Natural Logs - Homework Question

I haven't taken a math class in over a year and a half and am in A Brief Survey of Calculus right now. Our current lesson is over Natural Logs, but I can't seem to figure out how to do this problem. If someone could please show me how to this it'd be amazing!

5*6^x = 4e^-5x

Re: Natural Logs - Homework Question

What have you tried so far?

Re: Natural Logs - Homework Question

I keep taking the natural log of both sides, which will bring both -5x and x down, then divide -5x by x and the x is cancelled out.

Re: Natural Logs - Homework Question

Ah. Your problem is that the constants on each side of the equation are *not* raised to a power. How does the logarithm handle multiplication? That is, you have

$\displaystyle \ln(5\cdot 6^{x})=\ln(4e^{-5x});$

what happens to the 5 on the LHS, and the 4 on the RHS?

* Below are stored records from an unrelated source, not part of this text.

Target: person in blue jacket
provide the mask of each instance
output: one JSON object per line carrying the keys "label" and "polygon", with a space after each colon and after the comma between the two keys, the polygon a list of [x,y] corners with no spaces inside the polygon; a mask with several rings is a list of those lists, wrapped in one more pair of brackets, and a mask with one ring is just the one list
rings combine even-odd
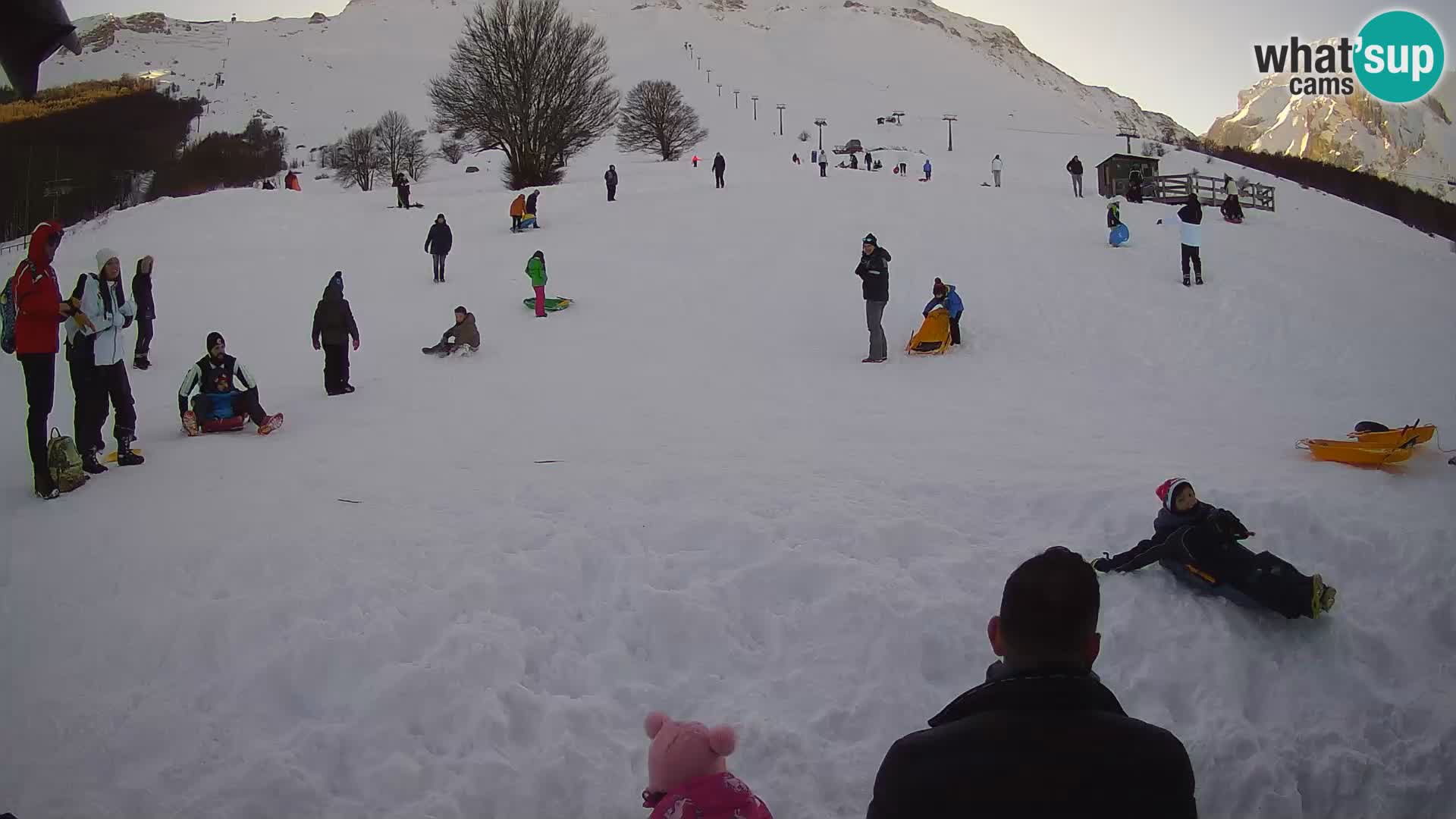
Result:
{"label": "person in blue jacket", "polygon": [[951,345],[961,342],[961,313],[965,312],[965,305],[961,303],[961,297],[955,293],[954,284],[946,284],[939,278],[935,280],[935,287],[930,289],[933,299],[930,303],[920,310],[922,316],[930,315],[930,310],[936,307],[945,307],[945,312],[951,313]]}

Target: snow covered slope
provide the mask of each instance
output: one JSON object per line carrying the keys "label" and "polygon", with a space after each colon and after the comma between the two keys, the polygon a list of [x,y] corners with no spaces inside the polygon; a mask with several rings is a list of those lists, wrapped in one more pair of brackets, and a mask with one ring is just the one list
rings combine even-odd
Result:
{"label": "snow covered slope", "polygon": [[1456,82],[1452,74],[1418,102],[1289,93],[1293,74],[1270,74],[1239,92],[1239,109],[1214,119],[1208,138],[1227,146],[1322,159],[1390,176],[1456,201]]}
{"label": "snow covered slope", "polygon": [[[725,92],[741,87],[741,103],[789,106],[798,125],[824,114],[826,95],[852,95],[865,112],[1012,124],[1061,131],[1131,128],[1147,136],[1188,133],[1104,87],[1077,83],[1045,63],[1002,26],[962,17],[925,0],[785,4],[741,0],[568,0],[613,44],[623,85],[646,77],[641,54],[693,39],[703,68],[718,68]],[[83,34],[100,31],[82,57],[48,61],[45,86],[124,71],[159,73],[179,93],[211,101],[202,130],[242,128],[266,114],[288,127],[296,144],[317,146],[347,127],[399,108],[424,127],[430,105],[424,83],[446,67],[460,19],[470,3],[453,0],[354,0],[332,20],[275,19],[256,23],[186,23],[138,16],[132,28],[115,17],[87,17]],[[141,31],[132,31],[141,29]],[[751,71],[767,61],[767,74]],[[170,73],[167,73],[170,71]],[[218,73],[224,83],[215,86]],[[772,112],[772,108],[770,108]],[[795,128],[796,131],[798,128]]]}
{"label": "snow covered slope", "polygon": [[[20,372],[0,367],[4,809],[639,819],[641,718],[664,708],[738,724],[732,769],[778,816],[862,815],[890,743],[980,681],[1006,574],[1054,544],[1127,548],[1150,532],[1153,487],[1184,474],[1341,595],[1328,619],[1284,622],[1156,568],[1104,580],[1096,669],[1187,742],[1203,813],[1449,813],[1456,469],[1421,452],[1358,471],[1291,446],[1367,417],[1456,423],[1446,242],[1280,187],[1278,213],[1206,224],[1208,284],[1185,290],[1176,233],[1155,227],[1171,208],[1124,205],[1133,242],[1111,249],[1102,203],[1070,197],[1066,159],[1121,140],[1019,124],[1064,122],[1054,92],[965,87],[1019,102],[1018,124],[962,109],[942,153],[939,106],[866,125],[895,105],[877,83],[909,73],[869,48],[877,29],[917,23],[834,15],[795,44],[636,13],[644,45],[613,47],[623,82],[683,86],[727,189],[604,140],[524,236],[505,230],[491,154],[478,175],[432,169],[419,211],[304,175],[297,194],[166,200],[70,232],[67,280],[100,246],[157,258],[156,367],[131,373],[147,463],[32,500]],[[443,60],[419,29],[389,31],[390,60]],[[759,121],[684,39],[725,92],[769,89]],[[965,48],[942,39],[926,60]],[[875,82],[836,68],[844,54]],[[389,80],[363,54],[331,58]],[[364,121],[428,114],[416,80],[349,87]],[[780,89],[788,137],[764,105]],[[826,140],[929,153],[935,181],[795,168],[815,115]],[[294,127],[326,125],[309,117]],[[1000,189],[981,187],[993,153]],[[1278,185],[1163,157],[1195,162]],[[422,252],[440,211],[443,286]],[[894,255],[891,347],[939,275],[965,299],[965,348],[859,363],[866,232]],[[521,306],[537,248],[547,289],[577,299],[549,319]],[[326,398],[307,335],[335,270],[364,344],[358,392]],[[422,357],[456,305],[482,353]],[[179,434],[176,385],[213,329],[284,430]],[[51,421],[68,430],[58,373]]]}

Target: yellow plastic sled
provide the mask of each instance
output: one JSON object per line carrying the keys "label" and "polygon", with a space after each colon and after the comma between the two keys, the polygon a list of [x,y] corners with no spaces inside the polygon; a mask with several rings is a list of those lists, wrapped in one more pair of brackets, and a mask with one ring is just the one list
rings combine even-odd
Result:
{"label": "yellow plastic sled", "polygon": [[1345,437],[1353,437],[1360,443],[1373,443],[1377,446],[1396,446],[1405,443],[1405,440],[1411,436],[1415,436],[1415,443],[1425,443],[1436,436],[1436,424],[1425,424],[1424,427],[1404,427],[1385,433],[1345,433]]}
{"label": "yellow plastic sled", "polygon": [[945,307],[930,310],[920,322],[920,329],[910,337],[906,353],[911,356],[939,356],[951,348],[951,313]]}
{"label": "yellow plastic sled", "polygon": [[1302,439],[1294,446],[1307,449],[1315,461],[1334,461],[1353,466],[1385,466],[1386,463],[1409,461],[1411,455],[1415,453],[1415,436],[1408,434],[1406,440],[1396,446],[1325,439]]}

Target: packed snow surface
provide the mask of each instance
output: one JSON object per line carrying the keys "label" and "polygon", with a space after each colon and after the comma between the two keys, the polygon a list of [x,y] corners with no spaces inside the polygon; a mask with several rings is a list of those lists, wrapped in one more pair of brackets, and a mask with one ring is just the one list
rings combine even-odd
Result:
{"label": "packed snow surface", "polygon": [[[660,708],[738,726],[729,765],[778,816],[862,815],[890,743],[980,682],[1008,573],[1147,536],[1176,474],[1340,589],[1290,622],[1159,568],[1102,580],[1096,670],[1188,745],[1203,813],[1452,816],[1456,469],[1430,444],[1386,471],[1293,447],[1363,418],[1456,424],[1447,243],[1171,153],[1168,172],[1278,187],[1242,226],[1208,208],[1208,283],[1185,290],[1155,226],[1172,208],[1124,205],[1131,243],[1107,246],[1092,168],[1121,140],[962,121],[945,153],[938,117],[850,131],[885,111],[840,93],[818,111],[846,124],[833,141],[923,150],[935,178],[820,179],[789,163],[812,147],[794,128],[716,96],[690,36],[630,58],[684,86],[724,191],[706,162],[604,140],[527,235],[498,154],[435,166],[422,210],[309,172],[70,232],[64,287],[100,246],[157,259],[154,367],[131,372],[147,463],[33,500],[20,370],[0,367],[0,809],[641,818]],[[878,366],[866,232],[894,256]],[[536,249],[575,299],[547,319],[521,305]],[[309,325],[335,270],[363,347],[358,392],[326,398]],[[936,275],[967,342],[911,358]],[[456,305],[482,351],[421,356]],[[213,329],[281,431],[181,434]]]}

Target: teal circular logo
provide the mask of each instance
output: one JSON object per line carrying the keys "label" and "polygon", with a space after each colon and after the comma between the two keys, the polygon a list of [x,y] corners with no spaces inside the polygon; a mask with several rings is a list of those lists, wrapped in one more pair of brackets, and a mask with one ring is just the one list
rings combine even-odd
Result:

Re: Natural Logs - Homework Question

Would you multiply the 5 into the 6? And the 4 into the e? What I end up getting looks like this before I'm lost.

x*ln7.5 = -5x

Re: Natural Logs - Homework Question

Quote:

Originally Posted by

**avonscooper** Would you multiply the 5 into the 6? And the 4 into the e? What I end up getting looks like this before I'm lost.

x*ln7.5 = -5x

No, I don't think you've go the idea yet. What is

$\displaystyle \ln(x\cdot y)?$

Re: Natural Logs - Homework Question

Hello, avonscooper!

Okay, here it is . . .

Quote:

$\displaystyle 5\cdot 6^x \:=\: 4e^{-5x}$

Take logs: .$\displaystyle \ln\left(5\cdot6^x\right) \:=\:\ln\left(4e^{-5x}\right) $

. . . . . .$\displaystyle \ln(5) + \ln\left(6^x\right) \:=\:\ln(4) + \ln\left(e^{-5x}\right)$

. . . . . .$\displaystyle \ln(5) + x\ln(6) \:=\:\ln(4) - 5x\underbrace{\ln(e)}$

. . . . . . . . . . . . . . . . . . . . . . . . . $\displaystyle ^{\text{This is 1}}$

. . . . . .$\displaystyle \ln(5) + x\ln(6) \:=\:\ln(4) - 5x$

. . . . . . . . $\displaystyle 5x + x\ln(6) \:=\:\ln(4) - \ln(5) \:=\:\ln\left(\tfrac{4}{5}\right) $

. . . . . . . . $\displaystyle x[5 + \ln(6)] \:=\:\ln(0.8)$

. . . . . . . . . . . . . . . $\displaystyle x \:=\:\frac{\ln(0.8)}{5 + \ln(6)} \:\approx\:-0.032855043 $

Re: Natural Logs - Homework Question

Quote:

Originally Posted by

**avonscooper** I haven't taken a math class in over a year and a half and am in A Brief Survey of Calculus right now. Our current lesson is over Natural Logs, but I can't seem to figure out how to do this problem. If someone could please show me how to this it'd be amazing!

5*6^x = 4e^-5x

You could alternatively try a few simplification steps,

to get down to a single "x".

$\displaystyle (5)6^x=4e^{-5x}=\frac{4}{e^{5x}}$

$\displaystyle 6^x=\frac{4}{5e^{5x}}$

$\displaystyle 6^xe^{5x}=\frac{4}{5}=0.8$

Now use the fact that

$\displaystyle (ab)^c=a^cb^c$

to get

$\displaystyle 6^x\left(e^5\right)^x=0.8$

$\displaystyle \left(6e^5\right)^x=0.8$

Now you can very simply take logs of both sides to solve for x.